Klasyczna wersja serii jest dla osób, które dbają o elegancję i potrafią docenić czar stali nierdzewnej. Chociaż w zestawie pasek jest z tworzywa sztucznego (silikonu), to łudząco przypomina skórę. Przez to nie musiałem go wymieniać przy wyjściu na siłownię i biegając.
W dodatku Classic ma przewagę nad wersją 40 mm — dużo większą baterię i ruchomą koronkę.
Jest to smartwatch, który zachwyci pasjonatów minimalizmu i tych o mniejszych nadgarstkach. Chociaż wersja 40 mm ma małą baterię, to po włączeniu oszczędzania energii możemy śmiało wyruszyć na kilkudniową wycieczkę. Na dodatek budowa z lekkiego aluminium posłużyła do stworzenia prawie dwukrotnie lżejszego smartwatcha niż w wersji Classic.

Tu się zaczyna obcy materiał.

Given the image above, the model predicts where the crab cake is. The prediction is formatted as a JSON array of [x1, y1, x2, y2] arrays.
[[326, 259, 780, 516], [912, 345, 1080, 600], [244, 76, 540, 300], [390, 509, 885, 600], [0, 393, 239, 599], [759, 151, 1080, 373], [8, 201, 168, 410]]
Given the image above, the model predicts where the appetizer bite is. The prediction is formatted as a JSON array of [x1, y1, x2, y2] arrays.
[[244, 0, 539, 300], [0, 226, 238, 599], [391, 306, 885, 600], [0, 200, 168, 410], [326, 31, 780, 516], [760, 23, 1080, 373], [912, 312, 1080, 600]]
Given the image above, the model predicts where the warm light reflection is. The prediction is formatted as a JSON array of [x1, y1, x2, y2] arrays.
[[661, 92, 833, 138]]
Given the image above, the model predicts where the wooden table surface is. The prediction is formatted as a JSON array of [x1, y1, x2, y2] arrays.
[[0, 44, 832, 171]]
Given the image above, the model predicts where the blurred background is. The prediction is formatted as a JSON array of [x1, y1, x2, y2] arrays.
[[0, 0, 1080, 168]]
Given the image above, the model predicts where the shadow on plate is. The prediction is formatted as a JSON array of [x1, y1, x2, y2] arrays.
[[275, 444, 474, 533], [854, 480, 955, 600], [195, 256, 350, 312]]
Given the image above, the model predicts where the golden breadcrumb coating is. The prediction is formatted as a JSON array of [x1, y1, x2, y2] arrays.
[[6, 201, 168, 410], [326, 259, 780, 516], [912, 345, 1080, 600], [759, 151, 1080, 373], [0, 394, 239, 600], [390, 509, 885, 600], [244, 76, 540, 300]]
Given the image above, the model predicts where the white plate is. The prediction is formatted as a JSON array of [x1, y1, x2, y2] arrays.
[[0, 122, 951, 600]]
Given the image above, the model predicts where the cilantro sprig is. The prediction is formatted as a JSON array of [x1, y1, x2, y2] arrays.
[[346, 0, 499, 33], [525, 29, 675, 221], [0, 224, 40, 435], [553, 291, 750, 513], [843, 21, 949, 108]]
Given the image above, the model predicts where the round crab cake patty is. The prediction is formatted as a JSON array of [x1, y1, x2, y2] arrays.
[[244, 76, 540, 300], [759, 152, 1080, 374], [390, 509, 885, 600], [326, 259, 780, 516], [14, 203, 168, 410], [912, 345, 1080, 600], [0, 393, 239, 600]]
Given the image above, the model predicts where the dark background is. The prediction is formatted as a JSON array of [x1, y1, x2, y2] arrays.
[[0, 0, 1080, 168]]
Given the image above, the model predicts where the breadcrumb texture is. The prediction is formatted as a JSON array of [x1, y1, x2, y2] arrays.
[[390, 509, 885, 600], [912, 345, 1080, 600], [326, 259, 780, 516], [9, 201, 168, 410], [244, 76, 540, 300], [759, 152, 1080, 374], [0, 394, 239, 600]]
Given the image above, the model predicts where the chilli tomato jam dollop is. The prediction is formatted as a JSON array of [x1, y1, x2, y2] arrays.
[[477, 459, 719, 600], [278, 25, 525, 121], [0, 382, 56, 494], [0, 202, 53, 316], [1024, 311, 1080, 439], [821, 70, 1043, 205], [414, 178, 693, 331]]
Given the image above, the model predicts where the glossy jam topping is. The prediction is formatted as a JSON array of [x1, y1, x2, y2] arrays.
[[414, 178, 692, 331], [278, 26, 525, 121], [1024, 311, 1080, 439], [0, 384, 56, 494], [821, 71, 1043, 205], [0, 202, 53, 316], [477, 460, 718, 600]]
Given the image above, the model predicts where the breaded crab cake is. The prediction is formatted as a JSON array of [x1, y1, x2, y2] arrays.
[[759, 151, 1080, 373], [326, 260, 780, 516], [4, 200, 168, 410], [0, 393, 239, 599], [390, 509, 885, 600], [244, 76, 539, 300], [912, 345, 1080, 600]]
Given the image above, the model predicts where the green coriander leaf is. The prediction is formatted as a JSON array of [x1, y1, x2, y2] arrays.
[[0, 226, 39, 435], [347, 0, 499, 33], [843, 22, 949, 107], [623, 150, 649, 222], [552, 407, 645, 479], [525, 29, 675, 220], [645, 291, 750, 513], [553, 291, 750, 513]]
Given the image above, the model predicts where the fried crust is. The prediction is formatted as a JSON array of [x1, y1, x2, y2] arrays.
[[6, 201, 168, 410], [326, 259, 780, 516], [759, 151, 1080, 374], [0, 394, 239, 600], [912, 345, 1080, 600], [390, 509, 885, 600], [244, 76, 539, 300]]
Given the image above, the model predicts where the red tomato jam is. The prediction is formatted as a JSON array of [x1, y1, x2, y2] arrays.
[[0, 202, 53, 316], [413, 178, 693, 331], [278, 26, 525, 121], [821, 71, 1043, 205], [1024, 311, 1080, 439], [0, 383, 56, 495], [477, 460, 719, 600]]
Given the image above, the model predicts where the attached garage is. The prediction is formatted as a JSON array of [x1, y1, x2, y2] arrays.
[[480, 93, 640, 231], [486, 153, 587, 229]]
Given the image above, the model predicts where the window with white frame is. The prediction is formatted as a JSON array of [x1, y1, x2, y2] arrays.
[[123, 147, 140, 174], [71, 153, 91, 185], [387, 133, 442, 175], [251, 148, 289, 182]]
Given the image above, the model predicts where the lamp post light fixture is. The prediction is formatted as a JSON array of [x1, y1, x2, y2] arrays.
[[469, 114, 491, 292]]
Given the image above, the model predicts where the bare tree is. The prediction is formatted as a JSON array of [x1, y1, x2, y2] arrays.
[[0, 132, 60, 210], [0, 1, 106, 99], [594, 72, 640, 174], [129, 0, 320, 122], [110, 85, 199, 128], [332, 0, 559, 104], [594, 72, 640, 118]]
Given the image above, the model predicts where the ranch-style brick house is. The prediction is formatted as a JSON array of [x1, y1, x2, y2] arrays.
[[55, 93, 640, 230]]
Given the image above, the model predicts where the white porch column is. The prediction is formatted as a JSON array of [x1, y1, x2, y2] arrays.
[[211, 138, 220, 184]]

Cecha | Watch 8 Classic | Galaxy Watch Ultra |
---|---|---|
Przeznaczenie | Każdy dzień | Outdoor / ekspedycje |
Materiał koperty | Stal SS | Tytan G4 |
Bezel / sterowanie | Fizyczny bezel + Quick | Dotykowy ring + Quick Button + syrena |
Wymiary | 46,4 × 46,0 × 10,6 mm | 47,4 × 47,4 × 12,1 mm |
Waga | ~63,5 g | ~60,5 g |
Ekran | 1,34″ 438×438 / 3000 nit | 1,5″ 480×480 / 3000 nit |
Bateria | 445 mAh | 590 mAh |
Wytrzymałość | ~40–50 h (AoD) | ~48 h, 100 h PowerSave |
Wodoszczelność | 5 ATM | 10 ATM |
Odporność | MIL‑STD‑810H | MIL‑STD‑810H, –20 → 55 °C, 9 000 m |
Pamięć | 64 GB | 64 GB |
Samsung nie tyle „wywrócił stolik”, co przestawił go bliżej użytkownika. Watch 8 jest najwygodniejszym, najbardziej uniwersalnym Galaxy Watchem do tej pory, Classic – najprzyjemniejszym w obsłudze i najbardziej „zegarkowym”. Jeśli żyjesz w świecie Androida, a najlepiej w ekosystemie Samsunga, to dziś jeden z najciekawszych wyborów po tej stronie barykady. Wybieraj sercem: sportowo – Watch 8 (najlepiej 44 mm), klasycznie – Watch 8 Classic. A gdy oczekujesz najdłuższej pracy na baterii, sprawdź nieoczywistego brata o tym samym sersu: Samsung Watch Ultra.